いや、しかしそもそも、エクライズではチップを得るにはそのラウンドで最後のひとりになるまで生き残らなければならない。相手を降ろすにしても、まだ誰かは乗ってきそうな局面だ。ラウンドの途中まで好きなようにチップの額を操作したところで、死んでしまえば元も子もない。投資は無駄になる。だからチップ枚数の大きな変動があるとしたらこんな序盤ではなく、プレイヤーが減って、生き残りの見通しがある程度立てられるようになる(あるいは相手を降ろす算段が立てられる)ラウンド後半のはずなのに、初手からの、この上乗せはなんだ?
わからない。
少し風が吹いたのか、天井の生地がパタパタとたわんだ。気になって上を見上げる。
その間にナガセさんが降りを宣言する。
ドワーフの婦女も同じく降り、姫様は同じだけチップを積んで乗り、つまりコール。
私兵Cもコール、俺は……コール。以下全員がコールした。
その後、親である私兵Aはロードン氏と札を交換。ロードン氏は絵札を警戒してか交換なし、残りの交換は私兵Cから俺に、俺から私兵Bに、のみだった。
手札を開けてみると、アイダンはただの6で、事実上のブラフ。狙いとしては全体のチップ量を増やすためのレイザーか。それでもまだアイダンがチップを取れる保証はない。一番弱かった数字はマイナス2で、サカキさんだった。そんな札でコールまでいったのに交換は消極的という、よくわからないプレイングだが、その意味不明さが却って敵に不気味な印象を与えたかもしれない。
これでこのラウンドの脱落者は三名。残った七名でプレイを続ける。
アイダンはさらにもう一度レイズし、それによりサカキさんと私兵Aが降りた。
ゲームは進んでいって俺とアイダンだけが残り、そこで奴はまたレイズした。これはわかる。俺より強い札を握れるという自信があるのだろう。さすがにここでも勝負に付いていくのは馬鹿だ。馬鹿だが、俺の中ではアイダンの手札を公開させ続けたいという気持ちと、一泡吹かせてやりたいという気持ちがせめぎ合った。
気がつくと、俺は奴よりもさらに多くチップを積んでいた。レイズに対する、さらにレイズ。アイダンはここで長考(俺の体感で)し、でもコール。
結果として、そのラウンドで最後に立っていたのは、やはりアイダンだった。
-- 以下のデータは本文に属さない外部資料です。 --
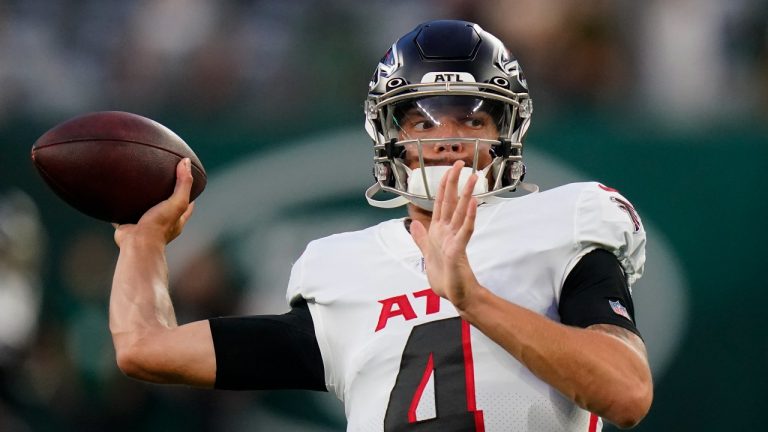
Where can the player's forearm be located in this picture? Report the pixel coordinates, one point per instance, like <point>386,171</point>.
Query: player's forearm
<point>140,304</point>
<point>574,361</point>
通しで見ると、奴は決して強い札ばかりを引き込んでいたわけではなかったのだが、最後の最後で、俺の『猫』より高い数字の『馬』を持っていた。
度重なるレイズで、いきなりアイダンは優位を得た。逆に勝負に付き合い続けた俺は、一番のへこみとなる。最初のチップ自体が多いので決着はまだまだ先、長い夜になりそうだが、まずは一敗か。
次のラウンドへ移り、札が配られている間、俺は考えた。
何故、アイダンは初手からチップを上乗せしたのか――いや、上乗せできたのか?
思い当たる節がないわけではない。例えば――あくまでも例えばだが、何らかの方法で、自分に配られる札の質をラウンドの最後まで見通せていればどうか? いや、全てではなくても、部分部分、できればその中に最後の勝負が入っていれば、どうか?
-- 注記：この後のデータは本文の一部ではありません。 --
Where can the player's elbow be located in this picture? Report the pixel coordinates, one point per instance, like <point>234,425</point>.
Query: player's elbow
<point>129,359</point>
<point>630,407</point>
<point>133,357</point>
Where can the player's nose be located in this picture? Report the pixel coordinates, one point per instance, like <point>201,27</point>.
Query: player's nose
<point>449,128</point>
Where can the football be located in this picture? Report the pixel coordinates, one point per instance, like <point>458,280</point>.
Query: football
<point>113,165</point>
駄目だ、何らかの方法、などという回りくどい言い方をしてみたところで意味はない。要は配られるカードがわかっていれば――さらにそれによる自分の生き残りが見込めれば――チップが場に出て困るようなことはない。勝ちさえすれば何倍にもなって返ってくるのだから、むしろ多く出回るほどいい。
「敢えて最初のラウンドから大きな勝負を演出してみたが――自分で取れるとは、ツイていたと言わざるをえないな」
とりあえず味方の誰かにチップが多く行けばそれでよかった、ってか?
嘘だね。
つまり、こういうことだ――女帝が気をつけていたのに、ディーラーがアイダンとグルであるとしたら?